46. The term “beer belly” was created for a reason. There’s an obvious way to avoid getting one.
47. Don’t sacrifice year-round leanness for special-occasion leanness. If a competition diet makes you fat after the competition is over, you did it wrong.
48. Know a guy who can eat whatever he wants and still look shredded? Don’t eat like him, unless he’s you.
49. You are not your family. Nor are you locked in to your genetic predisposition. You can choose differently. You can transform your body and your appetite by consistently making better choices.
50. Keeping a food log is the best way to learn how your body behaves with different diet plans. That said, if you have to track every calorie and every macro every single day in order to stay on target, then you’re not learning anything anymore. You’re not controlling your diet. It’s controlling you.
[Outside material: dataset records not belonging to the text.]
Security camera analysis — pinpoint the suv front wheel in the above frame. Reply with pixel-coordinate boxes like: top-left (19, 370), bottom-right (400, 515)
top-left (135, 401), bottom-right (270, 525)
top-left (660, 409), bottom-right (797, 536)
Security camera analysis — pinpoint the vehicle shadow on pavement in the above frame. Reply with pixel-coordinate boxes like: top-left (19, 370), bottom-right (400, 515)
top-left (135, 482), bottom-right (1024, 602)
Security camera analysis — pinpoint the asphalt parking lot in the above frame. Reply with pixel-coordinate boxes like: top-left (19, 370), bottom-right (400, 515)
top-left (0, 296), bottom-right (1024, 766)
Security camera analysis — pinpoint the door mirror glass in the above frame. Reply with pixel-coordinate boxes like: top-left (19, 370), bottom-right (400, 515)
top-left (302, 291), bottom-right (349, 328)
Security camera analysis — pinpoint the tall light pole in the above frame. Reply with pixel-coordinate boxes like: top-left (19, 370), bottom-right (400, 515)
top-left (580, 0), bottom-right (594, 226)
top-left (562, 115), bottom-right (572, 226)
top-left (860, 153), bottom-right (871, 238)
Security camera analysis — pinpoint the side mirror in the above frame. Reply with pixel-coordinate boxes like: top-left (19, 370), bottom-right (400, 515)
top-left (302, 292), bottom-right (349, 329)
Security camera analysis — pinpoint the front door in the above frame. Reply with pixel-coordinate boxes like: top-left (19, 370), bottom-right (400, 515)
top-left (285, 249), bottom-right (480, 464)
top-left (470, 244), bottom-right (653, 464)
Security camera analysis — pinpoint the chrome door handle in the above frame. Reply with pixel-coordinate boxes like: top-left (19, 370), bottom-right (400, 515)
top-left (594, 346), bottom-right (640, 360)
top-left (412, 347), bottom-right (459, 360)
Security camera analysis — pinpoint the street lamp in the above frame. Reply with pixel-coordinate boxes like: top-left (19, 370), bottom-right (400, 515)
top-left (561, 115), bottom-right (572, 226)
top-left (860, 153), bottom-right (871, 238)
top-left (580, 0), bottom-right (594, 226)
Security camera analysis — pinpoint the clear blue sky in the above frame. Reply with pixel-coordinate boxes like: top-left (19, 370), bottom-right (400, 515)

51. The lean people who never feel deprived are the ones who know how to cook. Know your way around a kitchen and you have an immediate advantage over those who don’t.
52. Learn a handful of recipes that are fast, easy, filling, adaptable and packed with nutrition. Use them often.
53. The people who have the best physiques year-round are conscientious of the quality and quantity of their food. That doesn’t mean they starve and only eat kale. It means that when they do eat low-quality food, they have boundaries in place that keep them from making their meal a downward spiral into weeks of bingeing.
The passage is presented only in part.